Mr Smith had gone on record on the campaign trail voicing his support for assisted dying, only to later become one of the two MHKs to vote against Dr Allinson’s Bill on the issue, the other being Peel and Glenfaba MHK Kate-Lord Brennan.

And asked if he was in favour of assisted dying in an Isle of Man Newspapers questionnaire in September, which asked all candidates the same questions before the general election, he answered: ‘Yes, but there would have to be an exceptionally detailed consultation with the population and well drafted legislation in support.’

The captain of the parish for Lonan, Stephen Carter, was required to hold a requisition meeting after he received letters with 12 verified signatures calling for one.

It is understood that this is the first time a requisition meeting has been held to discuss the conduct of an MHK, with them typically being called for pre general election debates.

Mr Smith fielded questions from the audience, with some members in the public in support of assisted dying, and others opposed.

Mr Smith voluntarily attended the meeting at the Baldrine Methodist Sunday School (as there was no power to order him to be there), saying that ‘I don’t shrink from any issue’.

The MHK gave a statement, where he stressed the he had ‘never canvassed on the issue of assisted dying’, and that it was not one of his policies or key campaign issues.

He explained that the issue came up only once during a televised debate.

He said: ‘Although not fully conversant with the issues surrounding assisted dying, I deliberated over the general debate and in an effort to show some compassion and attempt to view the bigger picture and place my own personal views to one side, I said I would give support to the issue.’

He went on to say that after being elected, and before the debate on the Bill in May he had continued his research on the issue, looking at assisted dying laws in other countries.

‘The more I explored in depth, the more complex the issues became,’ he added.

In an interview with Paul Moulton, the MHK apparently referenced the law in the Netherlands (where euthanasia is legal for children over 12 with parental consent and if they are in ‘great pain’).

As for voting against the Bill, he said: ‘The thing is if you give your consent at the outset of the reading of a bill, that’s a slippery slope – how do you then come back and say “sorry, I shouldn’t have done that”.

He stressed that his vote was based both on his research and his Christian faith.

At the end of the meeting, he stated: ‘Looking at the research I’ve done, there’s no way I’m anywhere near changing my mind on this stance of opposing assisted dying.’

Former Lieutenant Governor Sir Laurence New also spoke at the end of the debate, saying: ‘The whole business of euthanasia has been hijacked.

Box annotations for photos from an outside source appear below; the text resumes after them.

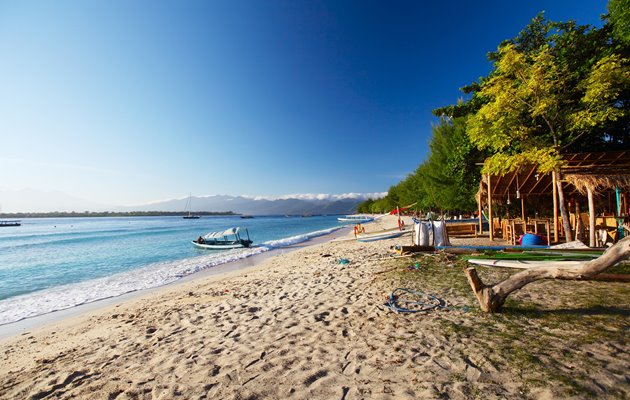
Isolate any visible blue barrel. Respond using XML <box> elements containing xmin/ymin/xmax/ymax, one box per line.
<box><xmin>520</xmin><ymin>233</ymin><xmax>547</xmax><ymax>246</ymax></box>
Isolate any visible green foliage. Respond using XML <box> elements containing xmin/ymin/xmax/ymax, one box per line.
<box><xmin>608</xmin><ymin>0</ymin><xmax>630</xmax><ymax>45</ymax></box>
<box><xmin>360</xmin><ymin>118</ymin><xmax>484</xmax><ymax>213</ymax></box>
<box><xmin>457</xmin><ymin>14</ymin><xmax>630</xmax><ymax>174</ymax></box>
<box><xmin>366</xmin><ymin>7</ymin><xmax>630</xmax><ymax>217</ymax></box>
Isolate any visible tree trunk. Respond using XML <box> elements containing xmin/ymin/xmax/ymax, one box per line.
<box><xmin>465</xmin><ymin>237</ymin><xmax>630</xmax><ymax>313</ymax></box>
<box><xmin>586</xmin><ymin>186</ymin><xmax>597</xmax><ymax>247</ymax></box>
<box><xmin>556</xmin><ymin>170</ymin><xmax>573</xmax><ymax>242</ymax></box>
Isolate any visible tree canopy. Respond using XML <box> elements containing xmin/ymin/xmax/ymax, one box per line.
<box><xmin>360</xmin><ymin>0</ymin><xmax>630</xmax><ymax>213</ymax></box>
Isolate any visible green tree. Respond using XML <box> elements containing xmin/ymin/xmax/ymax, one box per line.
<box><xmin>607</xmin><ymin>0</ymin><xmax>630</xmax><ymax>45</ymax></box>
<box><xmin>419</xmin><ymin>118</ymin><xmax>483</xmax><ymax>211</ymax></box>
<box><xmin>468</xmin><ymin>43</ymin><xmax>630</xmax><ymax>240</ymax></box>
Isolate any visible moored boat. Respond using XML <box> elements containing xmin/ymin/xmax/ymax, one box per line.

‘It is no longer what it set out to be as a last resort, it has become the norm’, he added, referencing teenagers in Holland who can choose to die because they are “tired of life”.

There was no formal outcome to the meeting, and in closing it Mr Carter said: ‘Whether you feel that this meeting has been of help or useful is entirely up to yourselves’.

The meeting has no power to force an MHK to do anything.

In the general election, Mr Smith won his seat with 91 more votes than third-placed Gareth Young.